The technique is exactly the same in both cases.

Actual sensations are transformed into delusions closely associated with the dreamer’s or the neurotic’s complexes.

People subject to hallucinations project outside of their body symbolic figures representing wishes they have endeavoured to repress and which they refuse to recognize as a part of their personality.

They hear voices which say certain things they are trying not to think of, for they consider such thoughts as obscene, criminal or otherwise unjustifiable.

Dreamers likewise represent their disabilities as something entirely separate from their bodies and their personality.

The stammering patient dreaming that he was delivering a very eloquent speech but was interrupted by howling hoodlums, repressed out of consciousness the idea of his speech disturbance and gratified his ego by saying: “But for those hoodlums I could speak very well.”

Trumbull Ladd suffering from inflammation of the eyelids dreamt that he was trying to decipher a book in microscopic type: An attempt at shifting upon the book the responsibility for his difficulties in reading. The dream said: “There is nothing wrong with your eyes, but the type is too small.”

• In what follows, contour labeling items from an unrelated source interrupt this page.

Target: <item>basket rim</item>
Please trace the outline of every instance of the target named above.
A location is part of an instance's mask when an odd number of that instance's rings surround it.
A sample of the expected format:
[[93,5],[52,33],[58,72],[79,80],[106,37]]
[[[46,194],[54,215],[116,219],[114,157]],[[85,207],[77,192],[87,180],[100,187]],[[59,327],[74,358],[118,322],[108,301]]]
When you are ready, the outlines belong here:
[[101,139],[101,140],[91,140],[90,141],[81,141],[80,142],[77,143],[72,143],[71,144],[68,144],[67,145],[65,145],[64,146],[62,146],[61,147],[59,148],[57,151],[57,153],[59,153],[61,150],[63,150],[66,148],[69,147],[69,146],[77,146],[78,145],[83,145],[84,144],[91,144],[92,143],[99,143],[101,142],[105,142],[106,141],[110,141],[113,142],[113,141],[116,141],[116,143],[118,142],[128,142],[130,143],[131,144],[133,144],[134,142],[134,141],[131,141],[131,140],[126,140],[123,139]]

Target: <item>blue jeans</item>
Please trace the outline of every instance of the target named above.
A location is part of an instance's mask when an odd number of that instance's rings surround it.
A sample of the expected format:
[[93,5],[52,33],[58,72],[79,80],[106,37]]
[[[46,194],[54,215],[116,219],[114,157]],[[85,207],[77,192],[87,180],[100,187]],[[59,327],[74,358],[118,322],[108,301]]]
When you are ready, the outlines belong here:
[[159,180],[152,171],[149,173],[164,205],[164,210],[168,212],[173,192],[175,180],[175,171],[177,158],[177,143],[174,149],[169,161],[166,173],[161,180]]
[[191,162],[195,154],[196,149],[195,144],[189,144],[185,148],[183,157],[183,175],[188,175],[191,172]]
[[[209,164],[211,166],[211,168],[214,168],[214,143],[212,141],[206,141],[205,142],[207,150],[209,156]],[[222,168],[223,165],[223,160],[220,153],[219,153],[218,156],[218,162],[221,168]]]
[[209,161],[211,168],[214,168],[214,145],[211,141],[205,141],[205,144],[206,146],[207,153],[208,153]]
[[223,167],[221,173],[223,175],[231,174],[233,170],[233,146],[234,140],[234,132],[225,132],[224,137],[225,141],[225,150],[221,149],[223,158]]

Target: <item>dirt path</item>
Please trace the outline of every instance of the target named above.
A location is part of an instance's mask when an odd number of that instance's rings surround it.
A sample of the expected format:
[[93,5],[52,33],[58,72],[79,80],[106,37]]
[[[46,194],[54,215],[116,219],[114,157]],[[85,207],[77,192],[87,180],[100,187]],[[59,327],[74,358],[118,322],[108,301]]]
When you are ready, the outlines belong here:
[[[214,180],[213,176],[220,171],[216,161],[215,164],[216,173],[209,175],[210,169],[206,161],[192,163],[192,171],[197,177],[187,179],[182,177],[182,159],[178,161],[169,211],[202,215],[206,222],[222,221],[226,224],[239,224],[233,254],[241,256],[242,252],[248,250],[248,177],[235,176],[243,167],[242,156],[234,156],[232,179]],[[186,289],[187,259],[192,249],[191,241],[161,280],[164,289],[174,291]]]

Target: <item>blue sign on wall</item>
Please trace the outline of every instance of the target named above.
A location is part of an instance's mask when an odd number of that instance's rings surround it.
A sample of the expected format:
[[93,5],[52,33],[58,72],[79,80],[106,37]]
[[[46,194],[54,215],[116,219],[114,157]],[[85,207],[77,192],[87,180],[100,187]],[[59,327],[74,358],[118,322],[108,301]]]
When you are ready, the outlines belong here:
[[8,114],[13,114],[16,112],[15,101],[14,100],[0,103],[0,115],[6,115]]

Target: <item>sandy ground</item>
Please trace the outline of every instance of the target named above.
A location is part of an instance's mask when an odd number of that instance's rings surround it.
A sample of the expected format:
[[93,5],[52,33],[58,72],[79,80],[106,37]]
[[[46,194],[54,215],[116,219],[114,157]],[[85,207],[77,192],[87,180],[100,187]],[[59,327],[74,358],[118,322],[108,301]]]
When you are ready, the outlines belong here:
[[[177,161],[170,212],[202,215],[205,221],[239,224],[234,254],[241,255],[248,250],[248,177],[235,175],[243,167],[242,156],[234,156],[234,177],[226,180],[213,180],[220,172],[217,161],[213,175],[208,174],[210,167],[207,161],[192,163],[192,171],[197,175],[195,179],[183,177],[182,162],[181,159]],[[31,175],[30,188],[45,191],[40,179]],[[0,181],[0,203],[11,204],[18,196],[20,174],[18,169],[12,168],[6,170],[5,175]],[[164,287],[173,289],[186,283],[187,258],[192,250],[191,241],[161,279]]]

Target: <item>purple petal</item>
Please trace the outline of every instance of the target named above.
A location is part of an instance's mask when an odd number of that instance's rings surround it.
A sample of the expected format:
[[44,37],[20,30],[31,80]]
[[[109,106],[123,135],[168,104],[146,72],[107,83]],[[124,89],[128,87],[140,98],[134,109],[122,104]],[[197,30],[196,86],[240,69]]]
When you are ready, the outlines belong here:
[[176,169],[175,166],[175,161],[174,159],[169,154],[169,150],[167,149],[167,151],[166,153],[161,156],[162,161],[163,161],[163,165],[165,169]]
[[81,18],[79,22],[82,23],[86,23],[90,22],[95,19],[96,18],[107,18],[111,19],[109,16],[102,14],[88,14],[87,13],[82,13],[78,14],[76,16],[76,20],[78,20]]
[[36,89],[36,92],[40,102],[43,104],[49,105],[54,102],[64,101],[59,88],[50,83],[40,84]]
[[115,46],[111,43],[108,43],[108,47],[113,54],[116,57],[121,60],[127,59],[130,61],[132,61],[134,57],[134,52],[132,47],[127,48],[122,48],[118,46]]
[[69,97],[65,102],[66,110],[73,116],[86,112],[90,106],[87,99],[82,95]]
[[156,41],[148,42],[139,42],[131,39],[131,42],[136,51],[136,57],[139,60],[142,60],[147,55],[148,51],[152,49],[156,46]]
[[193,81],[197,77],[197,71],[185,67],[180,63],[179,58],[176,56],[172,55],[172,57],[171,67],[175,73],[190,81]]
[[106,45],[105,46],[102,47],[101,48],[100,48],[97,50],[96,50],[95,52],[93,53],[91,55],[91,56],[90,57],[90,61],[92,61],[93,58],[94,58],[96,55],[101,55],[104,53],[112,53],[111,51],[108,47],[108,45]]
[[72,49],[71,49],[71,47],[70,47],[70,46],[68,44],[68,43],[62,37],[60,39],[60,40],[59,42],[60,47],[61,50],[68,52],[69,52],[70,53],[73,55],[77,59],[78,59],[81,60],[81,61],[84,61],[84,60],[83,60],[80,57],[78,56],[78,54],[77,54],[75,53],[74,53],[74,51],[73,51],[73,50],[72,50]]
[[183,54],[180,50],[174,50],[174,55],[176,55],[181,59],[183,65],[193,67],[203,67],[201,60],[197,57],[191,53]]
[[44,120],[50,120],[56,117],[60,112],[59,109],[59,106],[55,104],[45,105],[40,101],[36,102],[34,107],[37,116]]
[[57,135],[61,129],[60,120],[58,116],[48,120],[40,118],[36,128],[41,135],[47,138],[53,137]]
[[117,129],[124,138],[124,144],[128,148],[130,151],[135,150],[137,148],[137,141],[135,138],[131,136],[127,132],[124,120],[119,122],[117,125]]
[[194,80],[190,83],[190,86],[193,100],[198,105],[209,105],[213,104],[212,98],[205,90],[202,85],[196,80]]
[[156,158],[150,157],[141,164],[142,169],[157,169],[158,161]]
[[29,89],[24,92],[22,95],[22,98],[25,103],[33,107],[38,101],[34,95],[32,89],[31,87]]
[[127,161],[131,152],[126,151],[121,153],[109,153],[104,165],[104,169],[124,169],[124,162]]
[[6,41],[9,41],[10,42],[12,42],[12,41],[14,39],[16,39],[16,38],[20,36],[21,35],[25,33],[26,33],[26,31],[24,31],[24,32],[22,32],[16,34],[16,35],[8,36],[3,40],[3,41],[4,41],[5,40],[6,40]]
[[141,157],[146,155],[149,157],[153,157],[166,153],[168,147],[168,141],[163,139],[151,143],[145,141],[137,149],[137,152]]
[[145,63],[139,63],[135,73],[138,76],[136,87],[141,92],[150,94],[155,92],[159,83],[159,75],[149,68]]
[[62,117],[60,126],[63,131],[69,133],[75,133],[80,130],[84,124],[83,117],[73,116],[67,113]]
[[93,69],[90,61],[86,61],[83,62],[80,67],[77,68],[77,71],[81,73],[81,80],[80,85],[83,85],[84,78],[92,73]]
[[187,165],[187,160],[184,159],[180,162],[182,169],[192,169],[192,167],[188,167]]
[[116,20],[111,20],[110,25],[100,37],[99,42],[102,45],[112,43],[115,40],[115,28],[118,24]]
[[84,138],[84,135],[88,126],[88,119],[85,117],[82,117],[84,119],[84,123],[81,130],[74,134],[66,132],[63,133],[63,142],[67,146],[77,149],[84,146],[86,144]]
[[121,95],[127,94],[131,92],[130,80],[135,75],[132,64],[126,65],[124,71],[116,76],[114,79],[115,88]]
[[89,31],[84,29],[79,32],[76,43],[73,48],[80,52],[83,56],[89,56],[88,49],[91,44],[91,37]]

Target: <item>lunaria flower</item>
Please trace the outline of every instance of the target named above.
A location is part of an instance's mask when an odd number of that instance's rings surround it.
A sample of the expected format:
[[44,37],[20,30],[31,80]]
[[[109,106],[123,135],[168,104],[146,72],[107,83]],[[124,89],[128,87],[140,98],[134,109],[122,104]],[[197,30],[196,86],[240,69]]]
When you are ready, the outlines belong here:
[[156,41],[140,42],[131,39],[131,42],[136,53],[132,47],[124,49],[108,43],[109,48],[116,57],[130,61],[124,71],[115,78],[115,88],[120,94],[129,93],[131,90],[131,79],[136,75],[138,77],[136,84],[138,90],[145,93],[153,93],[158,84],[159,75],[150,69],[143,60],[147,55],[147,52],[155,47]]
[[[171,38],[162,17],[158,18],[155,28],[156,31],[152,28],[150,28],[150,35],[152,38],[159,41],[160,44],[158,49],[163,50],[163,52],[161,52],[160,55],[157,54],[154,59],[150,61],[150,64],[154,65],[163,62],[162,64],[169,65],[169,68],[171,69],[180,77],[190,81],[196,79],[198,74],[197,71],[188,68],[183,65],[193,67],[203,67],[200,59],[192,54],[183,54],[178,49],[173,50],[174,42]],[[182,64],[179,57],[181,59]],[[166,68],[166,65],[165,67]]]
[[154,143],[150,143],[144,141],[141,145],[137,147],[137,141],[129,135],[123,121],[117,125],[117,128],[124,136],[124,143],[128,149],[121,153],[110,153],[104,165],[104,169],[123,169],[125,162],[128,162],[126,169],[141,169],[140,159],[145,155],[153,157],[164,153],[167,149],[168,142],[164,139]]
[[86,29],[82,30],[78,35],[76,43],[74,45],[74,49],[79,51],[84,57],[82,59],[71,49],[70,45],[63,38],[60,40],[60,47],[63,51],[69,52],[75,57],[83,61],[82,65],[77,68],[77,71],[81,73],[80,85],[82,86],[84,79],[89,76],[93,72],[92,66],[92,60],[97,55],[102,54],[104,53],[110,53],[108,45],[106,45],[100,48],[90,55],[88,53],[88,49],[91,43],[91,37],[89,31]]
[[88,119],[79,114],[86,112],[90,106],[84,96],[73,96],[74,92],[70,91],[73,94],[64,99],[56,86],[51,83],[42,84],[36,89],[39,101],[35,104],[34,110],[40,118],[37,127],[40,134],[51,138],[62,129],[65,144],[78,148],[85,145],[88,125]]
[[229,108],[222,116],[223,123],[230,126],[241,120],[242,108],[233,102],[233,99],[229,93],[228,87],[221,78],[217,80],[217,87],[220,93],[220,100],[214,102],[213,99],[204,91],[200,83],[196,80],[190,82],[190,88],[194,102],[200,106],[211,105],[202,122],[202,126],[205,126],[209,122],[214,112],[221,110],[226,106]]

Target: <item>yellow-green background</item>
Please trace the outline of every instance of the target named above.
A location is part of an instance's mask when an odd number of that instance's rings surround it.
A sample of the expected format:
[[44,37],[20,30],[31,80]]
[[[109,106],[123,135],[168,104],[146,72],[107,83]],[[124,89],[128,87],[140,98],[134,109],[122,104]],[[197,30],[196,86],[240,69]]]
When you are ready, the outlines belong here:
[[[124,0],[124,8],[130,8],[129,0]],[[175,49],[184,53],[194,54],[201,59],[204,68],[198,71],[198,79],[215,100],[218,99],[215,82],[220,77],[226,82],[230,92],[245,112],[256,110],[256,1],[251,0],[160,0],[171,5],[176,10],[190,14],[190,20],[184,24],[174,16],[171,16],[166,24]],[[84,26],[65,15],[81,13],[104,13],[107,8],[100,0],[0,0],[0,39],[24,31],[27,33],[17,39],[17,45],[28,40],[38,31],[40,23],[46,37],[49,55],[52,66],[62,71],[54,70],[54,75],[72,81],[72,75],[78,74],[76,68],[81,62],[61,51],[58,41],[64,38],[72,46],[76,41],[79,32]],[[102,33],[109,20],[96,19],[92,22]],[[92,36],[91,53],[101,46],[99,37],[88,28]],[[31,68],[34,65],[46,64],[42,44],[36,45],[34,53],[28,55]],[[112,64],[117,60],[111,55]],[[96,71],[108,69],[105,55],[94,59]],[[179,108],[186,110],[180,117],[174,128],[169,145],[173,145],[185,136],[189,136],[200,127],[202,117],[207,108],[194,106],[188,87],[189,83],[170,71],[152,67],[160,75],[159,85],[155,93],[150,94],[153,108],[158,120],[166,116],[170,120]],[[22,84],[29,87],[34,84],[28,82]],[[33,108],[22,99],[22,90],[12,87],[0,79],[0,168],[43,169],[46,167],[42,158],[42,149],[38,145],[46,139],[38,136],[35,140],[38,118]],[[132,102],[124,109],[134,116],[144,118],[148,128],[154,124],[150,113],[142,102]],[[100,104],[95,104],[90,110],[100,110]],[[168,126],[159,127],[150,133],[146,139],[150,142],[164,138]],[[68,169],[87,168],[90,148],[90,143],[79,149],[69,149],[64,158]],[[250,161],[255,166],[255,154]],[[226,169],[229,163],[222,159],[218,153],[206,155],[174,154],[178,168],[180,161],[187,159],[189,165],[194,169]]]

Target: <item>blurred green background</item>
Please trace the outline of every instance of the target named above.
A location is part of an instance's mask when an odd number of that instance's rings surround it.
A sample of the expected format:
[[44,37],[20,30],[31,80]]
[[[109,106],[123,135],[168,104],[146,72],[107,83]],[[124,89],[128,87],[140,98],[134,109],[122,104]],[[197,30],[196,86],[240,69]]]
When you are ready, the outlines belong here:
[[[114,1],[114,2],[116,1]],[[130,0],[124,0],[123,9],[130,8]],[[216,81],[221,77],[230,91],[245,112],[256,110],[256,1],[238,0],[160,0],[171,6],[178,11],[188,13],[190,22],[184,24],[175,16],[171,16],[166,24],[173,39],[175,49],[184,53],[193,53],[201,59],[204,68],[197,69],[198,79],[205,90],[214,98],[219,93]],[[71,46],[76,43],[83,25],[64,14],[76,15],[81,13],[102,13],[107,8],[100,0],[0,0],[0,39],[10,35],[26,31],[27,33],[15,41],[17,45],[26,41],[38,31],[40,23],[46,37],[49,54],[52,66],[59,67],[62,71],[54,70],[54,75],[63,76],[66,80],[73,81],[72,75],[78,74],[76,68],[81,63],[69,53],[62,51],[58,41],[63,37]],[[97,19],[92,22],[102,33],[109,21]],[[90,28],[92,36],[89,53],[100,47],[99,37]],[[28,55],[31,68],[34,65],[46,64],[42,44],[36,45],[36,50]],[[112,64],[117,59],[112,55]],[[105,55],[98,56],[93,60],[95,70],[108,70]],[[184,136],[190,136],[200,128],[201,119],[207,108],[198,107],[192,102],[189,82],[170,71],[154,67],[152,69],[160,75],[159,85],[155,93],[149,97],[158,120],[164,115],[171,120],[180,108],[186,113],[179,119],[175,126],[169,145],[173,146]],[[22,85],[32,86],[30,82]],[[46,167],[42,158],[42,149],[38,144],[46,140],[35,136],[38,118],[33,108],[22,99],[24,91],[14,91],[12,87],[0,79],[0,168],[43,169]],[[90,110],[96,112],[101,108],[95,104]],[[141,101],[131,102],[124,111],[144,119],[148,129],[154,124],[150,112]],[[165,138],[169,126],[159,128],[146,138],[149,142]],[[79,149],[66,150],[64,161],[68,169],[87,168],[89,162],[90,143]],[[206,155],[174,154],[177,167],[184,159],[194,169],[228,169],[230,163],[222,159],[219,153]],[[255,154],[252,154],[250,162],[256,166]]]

A young woman struggling with an unjustifiable attachment for a married man told me the following dream:

“I was surrounded by little devils carrying pitchforks. I was afraid of them at first, but I finally grabbed them all in a bunch and dropped them into the fireplace. A pit opened under them and closed again and I felt free.”

Her psychology was the same psychology which in the Middle Ages caused religious people to invent the devil. Her desires which she refused to recognize as hers were little devils endeavouring to tempt her. We deal more easily with a stranger than with ourselves and “the devil tempted me” sounds more forgivable than “I did what I had always wanted to do.”